Your goal is to get the biggest bang for your advertising buck. Because the price of each ad is determined by the number of people in your audience, your overall expense will be the cost for each time you publicize your message multiplied by the number of times the message goes out.
Frequency Vs. Reach
For example, assume Radio Station A has 10,000 listeners and commercials cost $100 each; Radio Station B has 2,500 listeners and commercials are only $25 each. If you only have $1,000 to spend for the month, which station is best?
Let’s say that both stations reach your best target market. In that case, Station B is, in my opinion, probably the better buy. The reason: You reach less people but you reach them more often.
Other media buyers would argue that you reach more people on station A and therefore have the potential to drive more traffic to your business.That’s probably true, but unless you have enough money to reach those people many times, your budget may be wasted.
In the case of radio, the more times people hear your commercial, the more likely they are to purchase your product. One or two commercials just won’t have the same impact as a lot of commercials. The reason—people don’t remember what they hear once much time has passed.
The same is generally true for print. One ad in every issue of a publication will generally pull more traffic over an extended period of time than one ad broadcast only one time.
There can be exceptions, of course. If you have a one or two-day sale and you load up all your commercials a few days before the sale, that might be a good idea.

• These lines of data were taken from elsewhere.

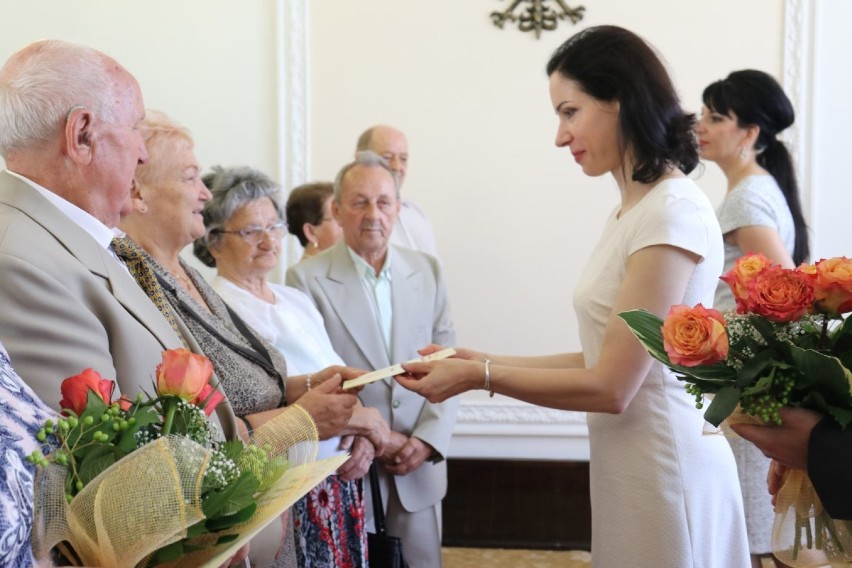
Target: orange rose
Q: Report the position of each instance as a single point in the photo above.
(780, 294)
(695, 336)
(833, 285)
(75, 390)
(215, 397)
(183, 374)
(744, 270)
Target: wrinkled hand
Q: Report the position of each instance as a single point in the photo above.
(368, 422)
(787, 444)
(330, 408)
(411, 455)
(436, 381)
(361, 456)
(775, 479)
(347, 373)
(238, 558)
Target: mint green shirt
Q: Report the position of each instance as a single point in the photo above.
(378, 288)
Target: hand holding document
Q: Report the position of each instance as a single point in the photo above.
(395, 369)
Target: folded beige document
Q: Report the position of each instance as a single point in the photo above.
(395, 369)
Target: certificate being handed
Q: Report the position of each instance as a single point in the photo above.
(395, 369)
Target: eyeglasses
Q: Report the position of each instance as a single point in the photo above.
(254, 235)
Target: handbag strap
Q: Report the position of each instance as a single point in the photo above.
(376, 493)
(258, 354)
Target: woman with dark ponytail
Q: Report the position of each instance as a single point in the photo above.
(742, 117)
(663, 494)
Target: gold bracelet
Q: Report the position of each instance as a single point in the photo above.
(488, 378)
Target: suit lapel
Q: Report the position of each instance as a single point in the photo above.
(88, 252)
(346, 292)
(406, 284)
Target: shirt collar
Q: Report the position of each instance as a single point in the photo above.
(100, 232)
(367, 271)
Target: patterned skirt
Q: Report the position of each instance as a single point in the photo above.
(329, 526)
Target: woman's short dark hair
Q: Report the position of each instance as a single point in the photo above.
(756, 99)
(231, 189)
(613, 64)
(306, 204)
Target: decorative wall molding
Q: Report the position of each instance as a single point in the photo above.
(514, 413)
(293, 107)
(797, 82)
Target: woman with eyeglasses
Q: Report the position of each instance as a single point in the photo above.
(244, 230)
(310, 219)
(167, 199)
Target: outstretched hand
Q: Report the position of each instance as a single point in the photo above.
(788, 443)
(330, 407)
(436, 381)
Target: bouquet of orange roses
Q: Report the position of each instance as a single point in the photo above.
(788, 343)
(151, 481)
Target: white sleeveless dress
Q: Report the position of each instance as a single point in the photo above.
(664, 495)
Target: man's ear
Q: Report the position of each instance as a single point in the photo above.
(79, 137)
(137, 199)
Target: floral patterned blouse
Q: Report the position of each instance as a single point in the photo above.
(22, 413)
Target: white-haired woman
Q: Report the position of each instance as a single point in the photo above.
(244, 226)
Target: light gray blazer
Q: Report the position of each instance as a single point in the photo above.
(420, 317)
(66, 304)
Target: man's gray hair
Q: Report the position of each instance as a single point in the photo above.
(232, 188)
(42, 83)
(366, 158)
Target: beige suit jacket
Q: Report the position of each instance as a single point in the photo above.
(67, 304)
(420, 317)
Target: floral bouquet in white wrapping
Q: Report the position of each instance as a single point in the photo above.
(788, 343)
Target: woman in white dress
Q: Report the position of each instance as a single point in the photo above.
(761, 213)
(663, 493)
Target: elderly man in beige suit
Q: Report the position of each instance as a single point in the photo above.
(380, 304)
(68, 118)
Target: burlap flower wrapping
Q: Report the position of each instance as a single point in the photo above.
(149, 498)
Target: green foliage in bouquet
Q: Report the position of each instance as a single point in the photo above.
(767, 365)
(94, 433)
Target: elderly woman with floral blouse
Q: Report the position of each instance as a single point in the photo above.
(167, 200)
(244, 246)
(22, 413)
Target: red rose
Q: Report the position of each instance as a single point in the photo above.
(780, 295)
(833, 285)
(695, 336)
(75, 390)
(183, 374)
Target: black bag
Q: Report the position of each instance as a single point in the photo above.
(384, 551)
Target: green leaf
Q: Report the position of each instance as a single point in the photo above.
(96, 460)
(824, 375)
(753, 368)
(144, 417)
(237, 495)
(223, 522)
(232, 449)
(648, 329)
(722, 405)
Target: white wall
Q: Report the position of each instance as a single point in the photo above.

I’ve heard lots of thoughts about how often people need to see or hear a commercial in order for it to make an impact. Many people throw around the number of seven – and some media experts would recommend more.
For best results, consistency over time is really the key. For instance, a car dealer in a suburb of Dallas purchased radio advertising on a popular regional radio station. Because his budget was tight and the commercials were expensive, he bought ads at the same time of day only two or three times a week. Over a period of six months people began to remember his message and, because he was consistent, it seemed like his commercials were running all the time. Since most people tend to listen to radio at the same time each day, it did increase his sales and pay for the advertising.
There may also be some times when you want to put all of your budget in one or two commercials.
Every year there are a handful of advertisers that spend millions of dollars for a Super Bowl commercial. The extra publicity surrounding the event gives extra value and some advertisers think that it is a good investment.
Overall (especially if you are a smaller business), I think you are better off with a consistent advertising approach. Establish a strategy that will reach the same people with a consistent message a number of times and you should see a return on your investment if they are the right people and are receptive to what you have to say.